David Fincher’s remake of the Swedish-language bestseller won’t begin shooting until later this year, meaning that Craig wouldn’t be free until later in 2011 at the earliest, according to the L.A. Times.
Craig’s moves away from Bond, meanwhile, come as MGM is in a world of hurt. The company is reportedly nearly $4 billion in debt and unable, in the meantime, to fund new movies.
Switching Bond actors is not believed in the works but Craig, who turned 42 in March, would be too old to play Bond if the delay stretches on for much longer.
Moreover, the new Bond film has been billed as the third in the trilogy that began with “Casino Royale.” And with the need to wrap up many dangling plot lines — in this case, Bond’s quest for resolution after the death of romantic interest Vesper Lynd, among others — the third movie in a trilogy is typically hardest to lock down, the Times noted.
Producers on the James Bond movies are said to be “panicked” about the delay of the movie.
Barbara Broccoli and Michael G. Wilson – who have worked on a number of the spy movies including ‘Quantum of Solace’ and ‘Casino Royale’ with Craig, are “completely panicked that if they go five, six years without a Bond movie, it’ll be over. They don’t want to kill the golden goose,” a source told the Hollywood Reporter.
Despite being born to Baptist and Catholic parents, Julia Roberts found herself a new religion during filming of her new movie “Eat, Pray, Love.”
The actress, who spent time in India and Bali for the film, tells the September issue of Elle magazine that she is now a practicing Hindu who goes to temple to “chant, pray and celebrate.”
“I’m definitely a practicing Hindu,” says Roberts, adding that she takes her entire brood – including husband Danny Moder and their kids Henry, 3, and 5-year-old twins Phinnaeus and Hazel – to temple on a regular basis.
And since Hindus believe their souls can be reincarnated, Roberts hopes to come back in a life opposite of her own celebrity lifestyle.
“Golly, I’ve been so spoiled with my friends and family in this life,” the 42-year-old actress says. “Next time I want to be just something quiet and supporting.”
David Carradine‘s widow is fighting off the financial claims an ex-wife is making on his estate, but the whole estate amounts to only $40,000, according to TMZ.
Anne Carradine filed a petition to be named administrator of David’s estate, though she claims the estate is so paltry the filing shouldn’t be necessary.
In the documents, Anne claims the grand total of David’s estate is $40,000 in personal property, and $0 in real estate.
David’s ex-wife Gail Jensen, who died in April, had filed papers before she died asking to administer the estate because she claimed David owed her money.
Three decades after John Lennon‘s death, Yoko Ono said she opposes his killer’s parole because he remains a potential threat.
Ono said she was trying to be “practical” in asking that Mark David Chapman remain behind bars for fatally shooting the pop legend on Dec. 8, 1980, outside Lennon’s Manhattan apartment building.

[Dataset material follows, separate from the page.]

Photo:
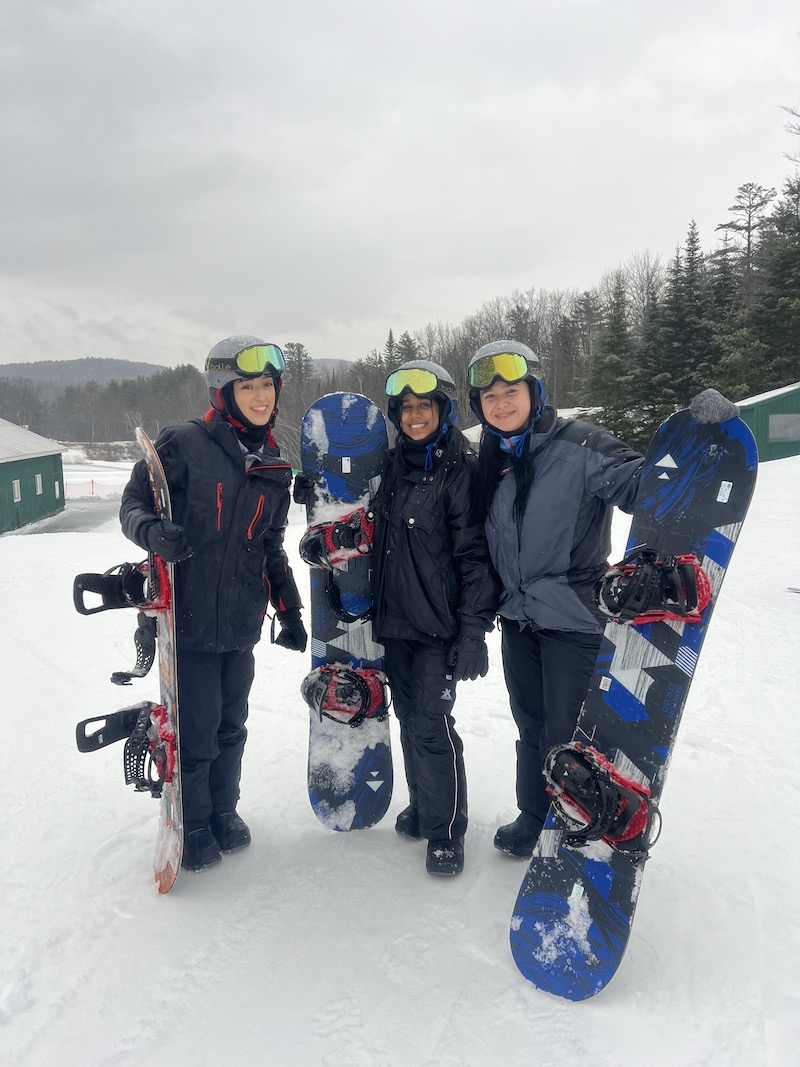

Chapman, who has been repeatedly denied parole, is up for review again this month in New York State.
Lennon’s widow said Chapman might be a danger to her, other family members and perhaps even himself. She did not elaborate.
At his last parole hearing, Chapman said he was ashamed and sorry for gunning down the former Beatle. He told the parole board he understood the gravity of his actions and was a changed man.
Ono, 77, made her remarks at a meeting Thursday of the Television Critics Association. She was discussing a new PBS documentary on Lennon’s family and artistic life in New York in the 1970s.
“LennonNYC,” airing Nov. 22 as part of the “American Masters” public TV series, includes rare studio recordings, concert film outtakes and home movies, producer Susan Lacy said.
Ono provided access and was among those interviewed for the documentary.
Reviewing her life with Lennon was “painful” at times, Ono said, but provided the chance to show him as a “three-dimensional person” and to explore his ultimately tragic affection for New York.
The film “is about New York, the city he was in love with and strangely, the city that he loved so much, it killed him,” Ono said. “It was his love, and it was his death.” Lennon would have been 70 in October.